A pesar que el público de desgañita gritando para que regresen al escenario de inmediato. los “Humanoides” no se hacen esperar y antes de los 120 segundos de lo que sería una “pausa rockera de hidratación” (sic), vuelven más entusiastas que antes para desplegar un poderío eléctrico muy certero y devastador con dos canciones inoxidables como “Que sea rock” y “Susy Cadillac”. La única crítica para un excelente concierto es que el grupo no haya incluído «Pantalla del Mundo Nuevo», un himno que se ganó la titularidad en cualquier repertorio de esta notable banda. Lo atractivo de verlos en un club como “Lucille” que permite una cercanía muy contagiosa con los intérpretes, es la chance de disfrutar muy cerca las guitarras de Julián Aritzei y Jean Jacques Peyronel a pleno.
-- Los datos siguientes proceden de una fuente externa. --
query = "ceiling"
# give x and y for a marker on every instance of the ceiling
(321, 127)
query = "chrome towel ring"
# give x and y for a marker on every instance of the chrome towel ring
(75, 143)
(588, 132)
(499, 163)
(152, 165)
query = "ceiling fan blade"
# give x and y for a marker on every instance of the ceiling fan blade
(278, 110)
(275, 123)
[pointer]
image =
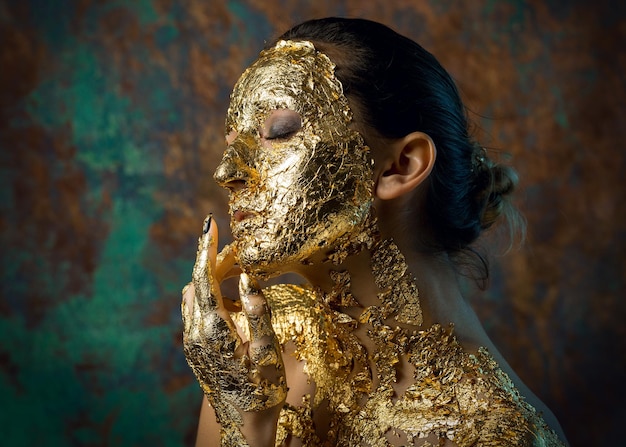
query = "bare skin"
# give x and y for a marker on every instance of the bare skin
(400, 178)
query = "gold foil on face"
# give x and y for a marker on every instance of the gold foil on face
(302, 192)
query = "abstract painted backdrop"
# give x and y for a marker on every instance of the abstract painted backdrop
(112, 124)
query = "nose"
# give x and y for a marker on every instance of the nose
(236, 169)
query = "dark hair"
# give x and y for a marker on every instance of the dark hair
(397, 87)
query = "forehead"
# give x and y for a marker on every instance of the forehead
(290, 75)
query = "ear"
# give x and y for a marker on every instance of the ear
(408, 163)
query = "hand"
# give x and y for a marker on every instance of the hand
(244, 381)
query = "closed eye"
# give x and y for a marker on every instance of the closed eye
(282, 124)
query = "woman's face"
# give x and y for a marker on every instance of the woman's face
(300, 177)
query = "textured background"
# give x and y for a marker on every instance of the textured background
(111, 127)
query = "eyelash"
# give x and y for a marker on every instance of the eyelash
(281, 131)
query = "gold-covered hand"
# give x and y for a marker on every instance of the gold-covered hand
(238, 377)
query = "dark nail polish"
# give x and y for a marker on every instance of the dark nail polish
(207, 224)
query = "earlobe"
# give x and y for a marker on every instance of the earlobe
(409, 162)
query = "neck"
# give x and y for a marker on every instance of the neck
(405, 288)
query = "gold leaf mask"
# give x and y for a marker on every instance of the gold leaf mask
(300, 176)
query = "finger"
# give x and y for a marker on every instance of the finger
(225, 263)
(207, 294)
(187, 305)
(264, 349)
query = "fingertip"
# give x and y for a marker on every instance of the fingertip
(248, 285)
(207, 223)
(188, 297)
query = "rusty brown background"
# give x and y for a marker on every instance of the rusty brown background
(112, 123)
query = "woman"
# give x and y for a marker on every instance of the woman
(349, 163)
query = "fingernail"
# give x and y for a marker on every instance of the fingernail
(248, 286)
(185, 288)
(207, 224)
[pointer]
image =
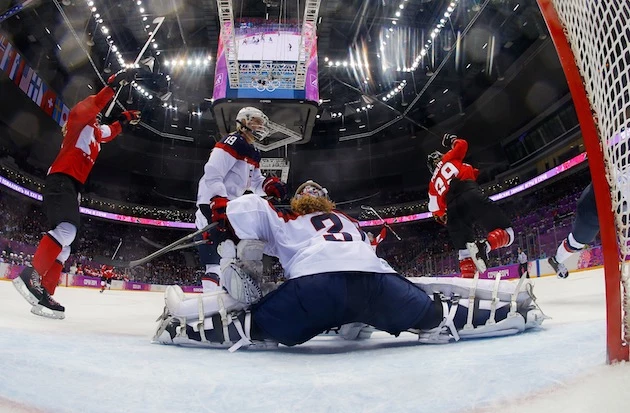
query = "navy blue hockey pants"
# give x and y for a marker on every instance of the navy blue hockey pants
(303, 307)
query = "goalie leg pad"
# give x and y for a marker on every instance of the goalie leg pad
(241, 268)
(454, 325)
(497, 308)
(188, 308)
(232, 331)
(238, 283)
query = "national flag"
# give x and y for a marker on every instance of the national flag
(15, 73)
(34, 88)
(26, 78)
(7, 56)
(4, 42)
(65, 111)
(47, 99)
(57, 109)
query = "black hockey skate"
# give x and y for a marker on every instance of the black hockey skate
(28, 284)
(479, 254)
(560, 269)
(49, 307)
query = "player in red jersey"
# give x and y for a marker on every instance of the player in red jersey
(107, 273)
(454, 189)
(379, 238)
(83, 135)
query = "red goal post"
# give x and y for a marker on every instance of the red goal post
(593, 43)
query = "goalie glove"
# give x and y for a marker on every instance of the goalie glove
(274, 187)
(218, 206)
(448, 139)
(121, 78)
(440, 219)
(129, 117)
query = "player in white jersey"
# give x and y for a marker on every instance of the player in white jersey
(231, 171)
(585, 229)
(334, 278)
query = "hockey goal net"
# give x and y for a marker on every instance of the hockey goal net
(592, 38)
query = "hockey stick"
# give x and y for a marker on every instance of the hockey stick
(159, 21)
(372, 210)
(180, 247)
(170, 247)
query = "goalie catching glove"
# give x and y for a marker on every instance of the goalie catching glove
(218, 206)
(122, 78)
(129, 117)
(448, 139)
(274, 187)
(441, 219)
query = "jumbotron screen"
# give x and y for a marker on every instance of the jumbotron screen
(267, 54)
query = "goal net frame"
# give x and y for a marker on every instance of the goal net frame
(616, 264)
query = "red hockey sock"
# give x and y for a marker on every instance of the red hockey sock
(50, 280)
(47, 251)
(467, 267)
(498, 238)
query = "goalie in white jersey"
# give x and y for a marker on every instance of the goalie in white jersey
(334, 278)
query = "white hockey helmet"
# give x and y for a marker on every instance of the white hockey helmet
(311, 188)
(433, 160)
(253, 120)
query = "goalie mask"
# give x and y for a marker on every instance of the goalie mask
(254, 121)
(311, 188)
(433, 159)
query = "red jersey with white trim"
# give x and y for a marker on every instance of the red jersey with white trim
(451, 166)
(305, 244)
(83, 137)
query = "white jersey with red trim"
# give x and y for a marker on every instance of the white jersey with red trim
(232, 169)
(305, 244)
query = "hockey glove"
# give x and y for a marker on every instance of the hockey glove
(274, 187)
(122, 78)
(218, 205)
(440, 219)
(129, 117)
(448, 139)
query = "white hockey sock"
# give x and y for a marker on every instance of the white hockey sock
(567, 248)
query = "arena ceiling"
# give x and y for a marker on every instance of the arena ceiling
(374, 79)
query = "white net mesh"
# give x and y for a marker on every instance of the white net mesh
(599, 34)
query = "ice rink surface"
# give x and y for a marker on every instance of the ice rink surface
(100, 359)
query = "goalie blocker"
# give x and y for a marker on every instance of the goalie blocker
(460, 309)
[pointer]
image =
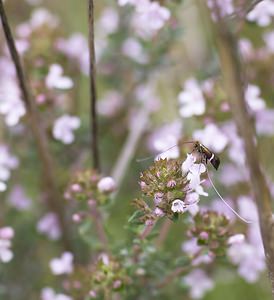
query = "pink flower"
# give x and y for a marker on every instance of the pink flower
(106, 185)
(11, 104)
(109, 21)
(236, 239)
(199, 283)
(49, 294)
(262, 13)
(63, 128)
(216, 144)
(253, 99)
(265, 122)
(134, 50)
(6, 234)
(56, 80)
(49, 225)
(18, 199)
(62, 265)
(178, 206)
(111, 104)
(191, 99)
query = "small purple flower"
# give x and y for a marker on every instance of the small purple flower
(63, 128)
(106, 185)
(62, 265)
(199, 283)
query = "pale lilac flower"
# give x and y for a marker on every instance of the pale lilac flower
(18, 199)
(199, 283)
(134, 50)
(246, 48)
(158, 212)
(269, 41)
(48, 293)
(236, 146)
(265, 122)
(55, 78)
(212, 137)
(42, 16)
(111, 104)
(11, 104)
(236, 239)
(6, 234)
(149, 18)
(8, 162)
(253, 99)
(219, 207)
(49, 225)
(232, 174)
(109, 21)
(63, 128)
(225, 7)
(262, 13)
(191, 99)
(178, 206)
(164, 140)
(188, 163)
(62, 265)
(106, 185)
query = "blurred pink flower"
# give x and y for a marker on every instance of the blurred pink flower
(11, 104)
(49, 225)
(56, 80)
(199, 283)
(262, 13)
(110, 104)
(63, 128)
(49, 294)
(265, 122)
(178, 206)
(191, 99)
(205, 136)
(62, 265)
(18, 199)
(133, 49)
(6, 234)
(109, 20)
(8, 162)
(253, 99)
(106, 185)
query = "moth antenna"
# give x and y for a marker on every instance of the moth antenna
(215, 189)
(152, 156)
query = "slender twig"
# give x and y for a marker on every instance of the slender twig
(130, 146)
(54, 199)
(163, 232)
(232, 75)
(99, 227)
(93, 92)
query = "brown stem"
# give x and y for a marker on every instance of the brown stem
(99, 227)
(93, 93)
(54, 200)
(233, 81)
(163, 232)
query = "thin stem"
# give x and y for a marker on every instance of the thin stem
(99, 227)
(53, 196)
(233, 81)
(93, 92)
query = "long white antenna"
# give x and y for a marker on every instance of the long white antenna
(240, 217)
(152, 156)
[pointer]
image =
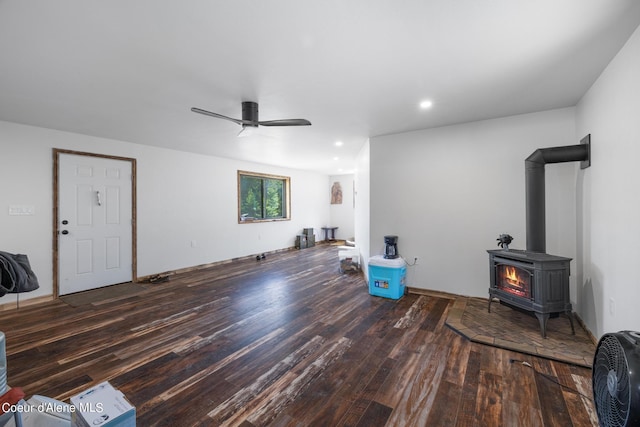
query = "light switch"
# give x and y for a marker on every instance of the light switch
(22, 210)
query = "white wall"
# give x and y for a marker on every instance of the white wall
(181, 197)
(609, 244)
(342, 215)
(362, 203)
(449, 192)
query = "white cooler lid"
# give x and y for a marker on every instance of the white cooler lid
(381, 261)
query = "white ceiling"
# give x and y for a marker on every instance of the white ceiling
(132, 69)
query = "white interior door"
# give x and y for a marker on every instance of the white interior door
(95, 222)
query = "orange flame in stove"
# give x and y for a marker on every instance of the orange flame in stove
(511, 275)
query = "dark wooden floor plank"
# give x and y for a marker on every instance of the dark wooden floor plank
(287, 341)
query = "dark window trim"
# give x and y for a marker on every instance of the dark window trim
(287, 197)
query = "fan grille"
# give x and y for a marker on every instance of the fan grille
(611, 383)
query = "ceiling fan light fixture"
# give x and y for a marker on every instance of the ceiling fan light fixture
(247, 130)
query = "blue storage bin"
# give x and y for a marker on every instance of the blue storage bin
(387, 277)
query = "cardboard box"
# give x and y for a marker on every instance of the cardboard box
(104, 406)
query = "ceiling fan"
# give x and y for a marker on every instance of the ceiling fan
(250, 118)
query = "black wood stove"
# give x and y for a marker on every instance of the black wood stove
(531, 281)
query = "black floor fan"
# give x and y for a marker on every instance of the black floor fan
(616, 379)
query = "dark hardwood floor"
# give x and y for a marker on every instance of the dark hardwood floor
(287, 341)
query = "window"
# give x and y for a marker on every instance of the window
(262, 197)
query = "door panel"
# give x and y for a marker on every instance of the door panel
(95, 243)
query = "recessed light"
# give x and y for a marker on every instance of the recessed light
(426, 104)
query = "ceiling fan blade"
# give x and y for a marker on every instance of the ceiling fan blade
(286, 122)
(220, 116)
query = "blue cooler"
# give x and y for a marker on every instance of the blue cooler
(387, 277)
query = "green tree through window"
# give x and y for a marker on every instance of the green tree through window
(262, 197)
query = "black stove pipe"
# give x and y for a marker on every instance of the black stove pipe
(535, 189)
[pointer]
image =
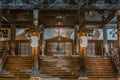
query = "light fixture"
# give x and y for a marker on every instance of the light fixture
(33, 31)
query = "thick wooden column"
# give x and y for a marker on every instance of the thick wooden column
(43, 45)
(0, 26)
(118, 26)
(76, 40)
(13, 43)
(105, 42)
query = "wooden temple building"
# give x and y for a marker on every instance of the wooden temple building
(59, 24)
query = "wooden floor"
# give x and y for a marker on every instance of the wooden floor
(58, 68)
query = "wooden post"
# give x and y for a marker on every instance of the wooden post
(13, 32)
(118, 26)
(43, 44)
(73, 47)
(105, 42)
(76, 40)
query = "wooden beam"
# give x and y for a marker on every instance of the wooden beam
(8, 17)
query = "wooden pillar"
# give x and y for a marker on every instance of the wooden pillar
(73, 47)
(105, 42)
(76, 40)
(118, 27)
(0, 26)
(82, 17)
(13, 32)
(43, 44)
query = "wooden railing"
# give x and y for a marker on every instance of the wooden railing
(4, 57)
(116, 59)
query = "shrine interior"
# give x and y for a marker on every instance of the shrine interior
(59, 25)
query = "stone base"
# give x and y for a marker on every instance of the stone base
(83, 78)
(34, 78)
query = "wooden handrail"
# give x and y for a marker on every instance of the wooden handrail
(4, 57)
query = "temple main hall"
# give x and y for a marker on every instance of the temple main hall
(59, 39)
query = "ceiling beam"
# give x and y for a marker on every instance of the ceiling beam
(8, 17)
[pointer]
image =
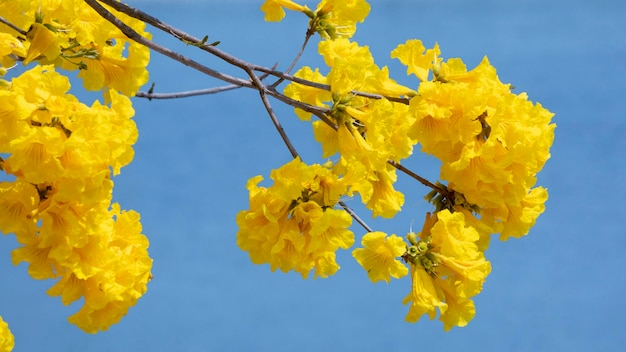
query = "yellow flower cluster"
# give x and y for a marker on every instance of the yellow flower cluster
(61, 154)
(292, 225)
(71, 35)
(447, 266)
(7, 341)
(58, 156)
(331, 19)
(367, 132)
(490, 141)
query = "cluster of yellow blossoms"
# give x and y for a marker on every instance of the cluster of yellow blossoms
(490, 141)
(58, 156)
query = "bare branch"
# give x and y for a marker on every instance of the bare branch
(133, 35)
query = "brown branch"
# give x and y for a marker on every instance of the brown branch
(133, 35)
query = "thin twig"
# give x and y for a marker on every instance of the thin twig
(192, 93)
(14, 27)
(249, 68)
(187, 38)
(130, 33)
(296, 59)
(270, 111)
(419, 178)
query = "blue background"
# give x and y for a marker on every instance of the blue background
(559, 288)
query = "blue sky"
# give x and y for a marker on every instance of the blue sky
(556, 289)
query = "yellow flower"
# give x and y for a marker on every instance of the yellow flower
(18, 202)
(336, 19)
(43, 43)
(292, 224)
(379, 256)
(7, 341)
(10, 45)
(447, 269)
(274, 12)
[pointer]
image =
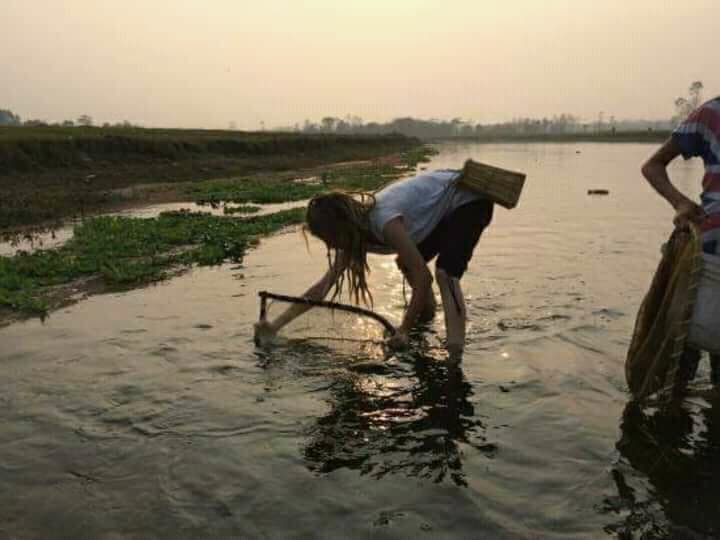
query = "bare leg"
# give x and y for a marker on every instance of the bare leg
(430, 307)
(715, 369)
(455, 314)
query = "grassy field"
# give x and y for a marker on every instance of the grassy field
(51, 173)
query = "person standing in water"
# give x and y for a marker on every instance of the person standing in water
(417, 219)
(697, 136)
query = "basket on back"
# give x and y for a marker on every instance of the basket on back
(499, 185)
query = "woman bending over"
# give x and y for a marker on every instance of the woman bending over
(417, 219)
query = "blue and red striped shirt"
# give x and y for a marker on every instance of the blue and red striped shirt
(699, 136)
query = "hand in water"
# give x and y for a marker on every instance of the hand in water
(398, 341)
(264, 333)
(454, 354)
(688, 212)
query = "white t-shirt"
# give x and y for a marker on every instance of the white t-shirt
(422, 201)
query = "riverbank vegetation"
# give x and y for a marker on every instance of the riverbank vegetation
(51, 173)
(111, 252)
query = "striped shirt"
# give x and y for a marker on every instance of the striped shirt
(699, 136)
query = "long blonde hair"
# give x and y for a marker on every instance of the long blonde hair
(340, 219)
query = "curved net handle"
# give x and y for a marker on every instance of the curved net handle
(264, 295)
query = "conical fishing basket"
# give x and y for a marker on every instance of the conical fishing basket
(655, 357)
(499, 185)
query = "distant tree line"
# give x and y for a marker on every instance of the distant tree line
(437, 129)
(8, 118)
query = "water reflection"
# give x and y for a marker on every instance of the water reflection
(411, 418)
(677, 452)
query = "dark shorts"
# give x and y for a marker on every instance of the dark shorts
(455, 237)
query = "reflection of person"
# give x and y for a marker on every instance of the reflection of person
(697, 136)
(417, 219)
(415, 430)
(681, 466)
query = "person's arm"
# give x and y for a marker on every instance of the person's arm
(655, 171)
(418, 275)
(318, 291)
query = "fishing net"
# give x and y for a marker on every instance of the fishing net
(654, 361)
(342, 325)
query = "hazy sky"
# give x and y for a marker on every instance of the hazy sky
(204, 63)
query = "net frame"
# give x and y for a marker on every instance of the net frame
(357, 310)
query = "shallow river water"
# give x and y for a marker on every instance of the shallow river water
(151, 414)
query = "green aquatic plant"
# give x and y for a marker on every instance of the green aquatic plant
(242, 209)
(125, 251)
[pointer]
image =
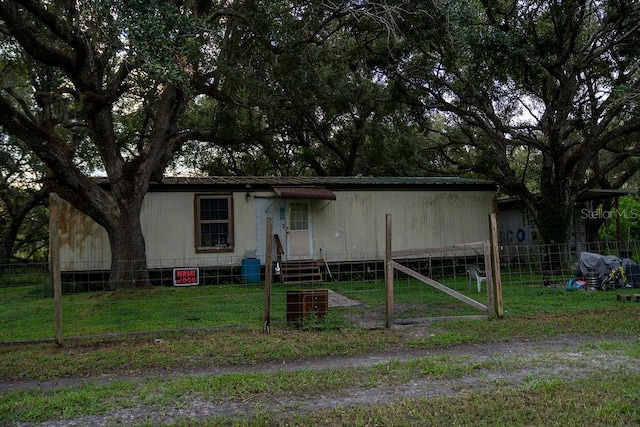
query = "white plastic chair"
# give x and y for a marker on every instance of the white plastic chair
(476, 274)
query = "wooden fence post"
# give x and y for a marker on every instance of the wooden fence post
(56, 280)
(268, 276)
(388, 270)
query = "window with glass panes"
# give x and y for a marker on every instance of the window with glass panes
(214, 222)
(298, 217)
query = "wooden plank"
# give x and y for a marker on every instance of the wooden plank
(56, 279)
(268, 269)
(489, 276)
(495, 265)
(457, 295)
(388, 270)
(437, 249)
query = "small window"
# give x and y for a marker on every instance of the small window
(214, 223)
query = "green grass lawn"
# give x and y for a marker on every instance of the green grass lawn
(27, 311)
(532, 312)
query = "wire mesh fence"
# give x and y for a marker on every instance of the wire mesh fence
(231, 292)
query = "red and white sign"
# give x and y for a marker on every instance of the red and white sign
(186, 276)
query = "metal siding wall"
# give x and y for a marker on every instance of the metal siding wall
(354, 225)
(350, 228)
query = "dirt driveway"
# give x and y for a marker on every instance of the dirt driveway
(560, 352)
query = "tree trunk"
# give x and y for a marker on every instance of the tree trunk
(128, 250)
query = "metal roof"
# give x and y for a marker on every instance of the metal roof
(333, 182)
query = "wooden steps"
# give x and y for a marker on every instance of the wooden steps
(300, 271)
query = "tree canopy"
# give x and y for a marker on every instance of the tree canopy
(541, 96)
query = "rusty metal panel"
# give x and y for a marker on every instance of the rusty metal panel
(84, 245)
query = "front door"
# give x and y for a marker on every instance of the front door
(298, 231)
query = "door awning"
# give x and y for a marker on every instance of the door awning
(319, 193)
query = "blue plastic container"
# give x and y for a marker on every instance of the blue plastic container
(250, 270)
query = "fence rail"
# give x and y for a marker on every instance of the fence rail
(533, 281)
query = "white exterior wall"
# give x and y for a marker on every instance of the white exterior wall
(349, 228)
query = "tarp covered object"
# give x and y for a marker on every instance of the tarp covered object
(597, 264)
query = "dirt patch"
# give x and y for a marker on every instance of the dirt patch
(560, 352)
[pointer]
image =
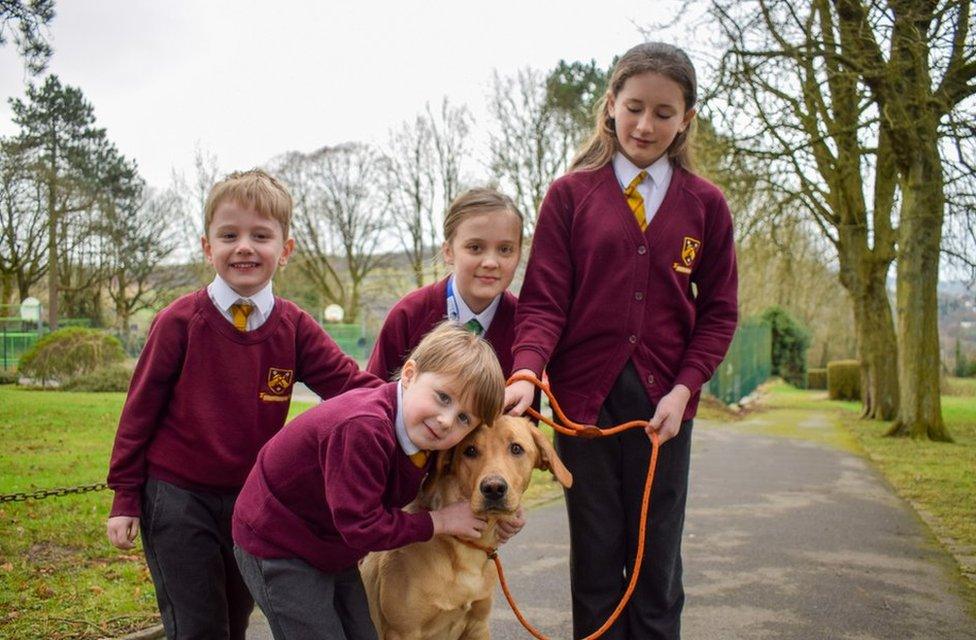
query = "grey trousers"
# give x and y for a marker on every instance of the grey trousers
(604, 515)
(303, 603)
(190, 553)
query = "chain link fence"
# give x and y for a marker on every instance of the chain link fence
(748, 363)
(40, 494)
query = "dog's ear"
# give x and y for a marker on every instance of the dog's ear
(548, 460)
(442, 462)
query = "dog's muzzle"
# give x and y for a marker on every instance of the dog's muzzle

Mientras el primero aguijonea con fuerza los entramados más potentes de los traces, el segundo expone una frondosa y dinámica gama de conocimientos sobre el diapasón, poniendo solos a pura “Fórmula 1”, sin por ello olvidar algunos cortes y efectos, donde es secundado por Capitan Ded con su bajo en situaciones muy aguerridas de esos acordes a puro rock duro.

La euforia arriba y abajo del proscenio es muy contagiosa, por eso no sorprende que Jorge Gavilán, histórico manager y productor de conciertos o shows de alta concurrencia hace más de 30 años, que aquí la juega muy felíz de sexto “humanoide”, quien aparece por detrás de la banda para tomar a puro equilibrio imágenes del final con su cámara para subirlas a las redes sociales. Dando todo en esos ochenta minutos de recital, “Michel y los Humanoides” en devastador “Plan Riff” saludan emocionados tras una fenomenal entrega y “Lucille” estalla en numerosas ovaciones y aplausos para cinco artistas con mucha pasión en sus venas. El tesoro sonoro de la banda de Pappo, Vitico, Boff y el propio Peyronel luce no solo a resguardo con estas versiones, sino seduciendo a quienes ahora desde su incipiente juventud pueden asomarse al historial de una banda exquisita e implacable. Estos “humanoides”, muy lejos de la “desinteligencia artificial” ponen mucho corazón para que la fiesta rockera termine de la mejor manera posible.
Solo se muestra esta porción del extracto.